Há o receio de que a intenção russa seja um ataque a Portugal”: Putin está a ameaçar as ex-colónias portuguesas mas o “alvo” pode ser o ex-colonizador e “país da NATO
Os recentes acordos de cooperação militar entre a Rússia e as ex-colónias portuguesas, nomeadamente em São Tomé e Príncipe e agora com um convite dirigido também nesse sentido à Guiné-Bissau, apanharam o Governo português “de surpresa” e não auguram nada de positivo para Portugal, segundo a análise dos especialistas ouvidos pela CNN Portugal.

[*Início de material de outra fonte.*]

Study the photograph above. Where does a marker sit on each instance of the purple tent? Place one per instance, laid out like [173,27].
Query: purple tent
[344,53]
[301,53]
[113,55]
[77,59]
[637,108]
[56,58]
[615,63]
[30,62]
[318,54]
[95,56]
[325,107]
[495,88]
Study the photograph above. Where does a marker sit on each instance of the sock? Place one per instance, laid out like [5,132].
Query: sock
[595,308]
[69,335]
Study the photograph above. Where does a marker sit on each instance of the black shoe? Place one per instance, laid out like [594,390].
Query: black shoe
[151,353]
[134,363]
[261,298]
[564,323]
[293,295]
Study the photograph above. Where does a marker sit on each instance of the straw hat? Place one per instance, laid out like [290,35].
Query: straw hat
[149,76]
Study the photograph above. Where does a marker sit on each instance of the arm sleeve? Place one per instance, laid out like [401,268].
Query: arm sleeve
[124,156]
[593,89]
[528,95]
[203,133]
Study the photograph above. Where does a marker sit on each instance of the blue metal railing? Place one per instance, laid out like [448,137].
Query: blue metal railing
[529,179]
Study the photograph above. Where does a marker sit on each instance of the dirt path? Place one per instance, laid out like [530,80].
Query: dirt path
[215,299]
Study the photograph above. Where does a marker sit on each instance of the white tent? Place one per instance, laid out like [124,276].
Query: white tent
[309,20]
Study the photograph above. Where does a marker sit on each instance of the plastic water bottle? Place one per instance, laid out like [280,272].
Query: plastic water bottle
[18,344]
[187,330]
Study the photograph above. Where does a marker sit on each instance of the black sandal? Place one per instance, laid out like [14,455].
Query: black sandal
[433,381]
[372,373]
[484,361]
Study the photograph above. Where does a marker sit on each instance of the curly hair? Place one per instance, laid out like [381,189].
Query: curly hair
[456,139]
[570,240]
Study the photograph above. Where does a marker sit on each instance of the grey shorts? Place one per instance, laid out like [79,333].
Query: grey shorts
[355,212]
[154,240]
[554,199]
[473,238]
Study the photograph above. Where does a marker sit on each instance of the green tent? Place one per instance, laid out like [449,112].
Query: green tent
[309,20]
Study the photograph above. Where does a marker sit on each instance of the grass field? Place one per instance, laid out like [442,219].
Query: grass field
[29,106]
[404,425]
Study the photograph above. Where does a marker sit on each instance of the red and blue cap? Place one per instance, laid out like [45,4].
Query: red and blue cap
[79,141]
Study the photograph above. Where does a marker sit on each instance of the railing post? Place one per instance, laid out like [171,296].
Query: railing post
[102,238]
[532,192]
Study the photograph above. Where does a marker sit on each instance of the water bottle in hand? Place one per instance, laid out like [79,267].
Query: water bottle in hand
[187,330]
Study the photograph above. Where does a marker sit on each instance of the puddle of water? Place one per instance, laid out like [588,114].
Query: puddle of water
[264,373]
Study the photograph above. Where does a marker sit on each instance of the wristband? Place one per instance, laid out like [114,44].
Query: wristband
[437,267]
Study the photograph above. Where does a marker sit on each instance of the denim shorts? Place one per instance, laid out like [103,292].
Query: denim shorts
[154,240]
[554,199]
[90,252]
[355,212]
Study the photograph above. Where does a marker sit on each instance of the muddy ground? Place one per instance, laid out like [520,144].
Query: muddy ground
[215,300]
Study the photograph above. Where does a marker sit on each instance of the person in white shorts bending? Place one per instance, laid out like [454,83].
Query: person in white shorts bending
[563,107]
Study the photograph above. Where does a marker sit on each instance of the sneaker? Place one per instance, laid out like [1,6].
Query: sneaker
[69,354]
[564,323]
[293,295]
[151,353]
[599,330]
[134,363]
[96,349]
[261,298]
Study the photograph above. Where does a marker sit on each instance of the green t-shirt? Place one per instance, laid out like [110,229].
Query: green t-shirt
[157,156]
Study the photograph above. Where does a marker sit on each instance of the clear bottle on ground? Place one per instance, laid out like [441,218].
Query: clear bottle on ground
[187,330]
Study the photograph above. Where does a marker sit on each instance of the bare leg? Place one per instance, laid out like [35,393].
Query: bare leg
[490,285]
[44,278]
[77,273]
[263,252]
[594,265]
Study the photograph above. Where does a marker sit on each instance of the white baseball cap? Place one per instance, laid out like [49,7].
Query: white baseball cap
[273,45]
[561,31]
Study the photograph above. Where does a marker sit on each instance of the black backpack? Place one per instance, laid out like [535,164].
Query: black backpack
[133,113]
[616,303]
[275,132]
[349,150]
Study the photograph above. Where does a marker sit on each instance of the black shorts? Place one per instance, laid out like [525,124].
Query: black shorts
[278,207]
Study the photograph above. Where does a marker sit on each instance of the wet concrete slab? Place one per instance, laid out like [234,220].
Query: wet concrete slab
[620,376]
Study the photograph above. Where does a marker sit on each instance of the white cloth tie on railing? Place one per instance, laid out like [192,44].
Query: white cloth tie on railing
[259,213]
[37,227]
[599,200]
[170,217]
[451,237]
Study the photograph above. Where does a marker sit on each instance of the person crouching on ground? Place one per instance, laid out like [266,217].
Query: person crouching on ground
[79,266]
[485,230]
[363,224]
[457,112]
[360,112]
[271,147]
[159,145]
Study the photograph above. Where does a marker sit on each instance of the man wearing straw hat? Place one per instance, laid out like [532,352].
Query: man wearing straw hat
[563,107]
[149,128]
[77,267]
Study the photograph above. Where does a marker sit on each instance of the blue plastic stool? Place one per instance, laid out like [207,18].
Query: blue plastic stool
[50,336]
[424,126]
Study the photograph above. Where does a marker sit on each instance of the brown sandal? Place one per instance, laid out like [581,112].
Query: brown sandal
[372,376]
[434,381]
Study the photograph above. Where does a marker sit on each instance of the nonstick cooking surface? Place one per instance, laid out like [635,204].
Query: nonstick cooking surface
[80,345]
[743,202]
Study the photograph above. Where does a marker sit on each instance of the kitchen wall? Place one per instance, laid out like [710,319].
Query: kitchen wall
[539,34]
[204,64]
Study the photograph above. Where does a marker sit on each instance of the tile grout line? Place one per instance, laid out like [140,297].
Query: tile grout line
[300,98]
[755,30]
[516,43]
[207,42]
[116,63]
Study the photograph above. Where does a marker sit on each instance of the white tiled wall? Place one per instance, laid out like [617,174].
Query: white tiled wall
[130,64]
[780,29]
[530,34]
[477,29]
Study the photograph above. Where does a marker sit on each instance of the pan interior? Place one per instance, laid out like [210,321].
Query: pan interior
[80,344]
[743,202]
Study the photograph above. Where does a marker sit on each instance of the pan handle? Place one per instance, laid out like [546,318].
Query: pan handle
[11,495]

O tenente-general Marco Serronha fala numa situação “preocupante”, lembrando o que aconteceu recentemente nas ex-colónias francesas em África, quando “a Rússia começou a fazer acordos de cooperação no domínio da defesa e da segurança” naquelas regiões. “Há aqui uma comparação relativamente àquilo que tem sucedido na África francófona”, estabelece o especialista militar em assuntos do continente africano, traçando o “modus operandi” da Wagner que, uma vez instalada nestas regiões, começa a desenvolver ali “operações de desinformação” – no caso, para “atacar a França colonialista”, e que terminaram com a “expulsão das forças francesas” das ex-colónias.
“A França foi sucessivamente hostilizada e corrida – com embaixadores franceses a serem inclusivamente expulsos – e criou-se uma relação de tensão entre os países da África francófona e a França”, observa o especialista, acrescentando que “isto aconteceu numa série de locais – na República Centro-Africana, no Mali, no Burkina Faso, no Níger”, sendo que hoje em dia Paris mantém relações apenas com “dois ou três países da África francófona”.
Neste contexto, argumenta Marco Serronha, “é esse receio que pode estar em cima da mesa” agora em Portugal: “É de que por detrás da intenção russa do acordo de defesa [nas ex-colónias portuguesas] esteja um ataque a Portugal como ex-potência colonial, como país da NATO.”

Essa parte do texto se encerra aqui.